Saturday, March 14, 2015
7th Bristol Anarchist Book Fair
Saturday 25 April, from 11am to 6pm
Trinity Centre, Trinity Road Bristol BS2 0NW
It’s that time of year again….Bristol Radical History Group’s Radical History Zone will be taking place again next month. As per previous year’s events this will take place alongside the Bookfair.
The programme of events is shaping up as follows:
Radical History Zone
Saturday 25 April 2015, from 11.30am to 6.30pm
Hydra Books, 34 Old Market , Bristol BS2 0EZ.
12-1 Merilyn Moos: Siegi Moos and the Anti-Nazi Movement in pre-War Germany.
Siegi Moos was an active anti-Nazi 1928-1933 in Berlin, a time which ended with the Nazis gaining power and Siegi going underground, before escaping Germany altogether. Little publicity is given to anti-Nazi movement in Germany, which Siegi’s activities shed light on. Although many of the organisations which make up this movement were originally established or supported by the German Communist Party (KPD), they were in practice semi-autonomous. Indeed, the Red Front, a crucial - and from 1929, illegal - organisation of which Siegi was an active member, and which was key in protecting working class communities against both the growing strength of the SA and the police, was far more alert to the Nazi threat than , Merliyn suggests, the Central Committee of the KPD. Merilyn attributes Siegi’s greater awareness to his growing up in Bavaria and witnessing first the rise and fall of the Soviet Republic in 1918/19 and then the rise and rise of the ultra-right .’
1-2 "Mac" McConnell: Housing Activism and Squatting in 1970’s Bristol. Includes a screening of 18-minute documentary The Law Breakers (1973).

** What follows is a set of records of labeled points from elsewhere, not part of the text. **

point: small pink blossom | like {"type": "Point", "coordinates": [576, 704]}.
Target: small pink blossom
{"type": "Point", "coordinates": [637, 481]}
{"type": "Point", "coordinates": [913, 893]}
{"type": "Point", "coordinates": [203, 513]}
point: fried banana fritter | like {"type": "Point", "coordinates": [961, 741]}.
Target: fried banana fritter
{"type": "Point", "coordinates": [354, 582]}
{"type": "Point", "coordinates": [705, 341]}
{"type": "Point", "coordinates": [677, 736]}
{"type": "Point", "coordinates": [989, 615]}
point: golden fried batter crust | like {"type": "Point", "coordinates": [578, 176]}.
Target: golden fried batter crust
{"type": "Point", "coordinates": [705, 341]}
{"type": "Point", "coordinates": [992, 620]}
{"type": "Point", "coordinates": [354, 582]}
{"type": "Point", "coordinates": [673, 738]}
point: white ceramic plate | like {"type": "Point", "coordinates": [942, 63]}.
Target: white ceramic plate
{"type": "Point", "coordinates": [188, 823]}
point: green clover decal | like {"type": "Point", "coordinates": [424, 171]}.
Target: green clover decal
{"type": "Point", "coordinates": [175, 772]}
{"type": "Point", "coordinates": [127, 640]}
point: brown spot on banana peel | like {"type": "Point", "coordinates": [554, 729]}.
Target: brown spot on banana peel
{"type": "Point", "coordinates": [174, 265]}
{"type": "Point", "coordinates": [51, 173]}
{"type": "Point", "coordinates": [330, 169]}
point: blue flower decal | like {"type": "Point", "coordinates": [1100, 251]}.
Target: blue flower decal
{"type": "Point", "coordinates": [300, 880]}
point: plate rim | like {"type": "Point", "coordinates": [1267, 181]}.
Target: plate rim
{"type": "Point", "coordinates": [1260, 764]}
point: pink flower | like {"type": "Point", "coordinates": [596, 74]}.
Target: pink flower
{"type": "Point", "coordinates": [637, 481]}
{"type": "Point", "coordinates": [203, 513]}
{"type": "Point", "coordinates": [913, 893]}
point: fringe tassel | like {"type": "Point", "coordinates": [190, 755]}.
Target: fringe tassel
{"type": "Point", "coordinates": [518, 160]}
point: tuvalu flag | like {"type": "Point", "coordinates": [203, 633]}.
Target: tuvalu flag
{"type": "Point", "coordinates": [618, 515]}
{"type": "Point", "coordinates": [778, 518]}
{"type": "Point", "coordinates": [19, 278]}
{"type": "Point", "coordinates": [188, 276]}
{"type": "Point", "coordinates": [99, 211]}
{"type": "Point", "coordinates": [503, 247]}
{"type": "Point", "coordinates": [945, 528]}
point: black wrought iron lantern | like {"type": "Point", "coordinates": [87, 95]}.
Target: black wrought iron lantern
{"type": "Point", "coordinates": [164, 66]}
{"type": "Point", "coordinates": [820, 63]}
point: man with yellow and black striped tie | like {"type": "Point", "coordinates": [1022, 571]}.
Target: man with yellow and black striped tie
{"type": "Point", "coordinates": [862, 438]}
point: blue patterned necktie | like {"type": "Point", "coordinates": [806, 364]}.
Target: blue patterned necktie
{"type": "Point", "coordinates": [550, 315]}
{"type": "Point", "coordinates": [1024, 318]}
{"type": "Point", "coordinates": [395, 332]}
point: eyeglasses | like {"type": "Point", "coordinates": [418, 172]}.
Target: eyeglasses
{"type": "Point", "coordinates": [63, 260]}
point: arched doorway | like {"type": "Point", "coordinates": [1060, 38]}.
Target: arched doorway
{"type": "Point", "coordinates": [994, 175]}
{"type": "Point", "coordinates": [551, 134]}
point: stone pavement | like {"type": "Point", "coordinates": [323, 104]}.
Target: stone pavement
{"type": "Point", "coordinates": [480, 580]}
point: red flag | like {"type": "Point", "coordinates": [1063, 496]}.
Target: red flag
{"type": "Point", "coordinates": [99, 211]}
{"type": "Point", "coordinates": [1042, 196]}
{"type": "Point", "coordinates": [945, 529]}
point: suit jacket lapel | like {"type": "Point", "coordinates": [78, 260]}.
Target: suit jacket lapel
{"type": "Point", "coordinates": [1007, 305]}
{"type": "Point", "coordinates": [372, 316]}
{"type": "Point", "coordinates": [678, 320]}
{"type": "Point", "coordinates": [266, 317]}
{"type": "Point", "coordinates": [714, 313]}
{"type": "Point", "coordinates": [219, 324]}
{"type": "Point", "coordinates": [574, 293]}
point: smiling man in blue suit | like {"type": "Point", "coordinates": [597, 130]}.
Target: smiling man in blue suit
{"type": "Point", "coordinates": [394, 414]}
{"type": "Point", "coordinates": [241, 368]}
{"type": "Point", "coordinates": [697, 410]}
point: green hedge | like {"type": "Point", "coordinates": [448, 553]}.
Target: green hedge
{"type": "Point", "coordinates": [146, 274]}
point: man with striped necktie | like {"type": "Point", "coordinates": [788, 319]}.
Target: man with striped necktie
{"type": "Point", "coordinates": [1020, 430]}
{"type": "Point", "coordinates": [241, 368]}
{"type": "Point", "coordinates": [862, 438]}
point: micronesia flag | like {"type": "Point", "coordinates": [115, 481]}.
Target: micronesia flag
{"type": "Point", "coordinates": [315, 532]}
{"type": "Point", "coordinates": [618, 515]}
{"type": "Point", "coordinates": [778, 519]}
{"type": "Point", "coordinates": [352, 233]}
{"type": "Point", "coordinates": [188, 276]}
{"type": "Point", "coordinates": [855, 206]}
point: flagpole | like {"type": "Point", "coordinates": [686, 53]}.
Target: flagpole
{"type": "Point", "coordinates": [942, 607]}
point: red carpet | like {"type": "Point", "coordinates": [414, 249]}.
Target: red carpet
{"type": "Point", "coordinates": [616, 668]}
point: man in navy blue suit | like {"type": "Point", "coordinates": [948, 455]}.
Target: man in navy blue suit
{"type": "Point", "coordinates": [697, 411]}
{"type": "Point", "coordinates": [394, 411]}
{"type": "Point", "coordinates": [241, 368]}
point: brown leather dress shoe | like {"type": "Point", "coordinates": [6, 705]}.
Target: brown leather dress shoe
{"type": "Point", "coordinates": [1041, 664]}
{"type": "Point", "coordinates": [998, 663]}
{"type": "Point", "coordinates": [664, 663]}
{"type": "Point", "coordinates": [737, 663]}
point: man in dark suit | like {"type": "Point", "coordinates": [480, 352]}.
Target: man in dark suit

Mac will begin by giving a brief personal/political history of what motivated him to get involved. He will be covering the squatting campaign that took place between 1972-1974 in Ashley Road Bristol, and direct action taken like the occupation of The South West Electricity Board showrooms (SWEB,) for example.
The BBC West documentary will feature previously homeless single parent families, a support meeting by 'Bristol Squatter's Association,' and an interview with the then council housing chief Bill Graves.
2-3 Diarmaid Kelliher: Pits and Perverts: Cultures of Solidarity and the 1984-5 Miners' Strike
All Out! Dancing in Dulais! tells the story of London Lesbians and Gays Support the Miners, a group which twinned with a mining community in South Wales. The inspiration for the recent film Pride, it is one of many examples of grassroots film-making during the 1984-5 British miners' strike. After watching the documentary, we will discuss the broad range of solidarity activism during one of the most significant strikes in British labour history: trade unionists, feminists, black activists and others created a diverse support movement alongside the industrial struggle. We will explore the roots of this activism in longer histories of connections and cultures of solidarity.
3-4 Roger Ball, Steve Hunt, Steve Mills and Mike Richardson: Book and pamphlet launch: Strikers, Hobblers, Conchies and Reds: A Radical History of Bristol 1880-1939 and ‘The Berkeley Poachers’. http://www.breviarystuff.org.uk/strikers-hobblers-conchies-reds/
Members of our very own Bristol Radical History Group will share some choice snippets from their research as an appetiser to promote two new publications, including the group’s first book-length collaboration.
4-5 Anthony Iles and Tom Roberts: Talk and discussion led by the authors of All Knees and Elbows of Susceptibility and Refusal: Reading History From Below.
5-6.30 Tracing Movements: Resistance Struggles against Immigration Controls in Europe.
Tracing Movements is a collection of films documenting struggles against immigration controls in Europe. At RHZ, we will be screening two films:
Patra, Dead End relates the campaigns to stop the destruction of migrant camps in the port-town of Patra, Greece. Today, migrants continue to live in limbo, with no chance of gaining in Greece, and stopped from continuing their westward journey.
Across the Adriatic in the fields of southern Italy, seasonal migrant workers live segregated from Italian society. The Invisible Workforce explores the obstacles migrant workers face attempting to organise together.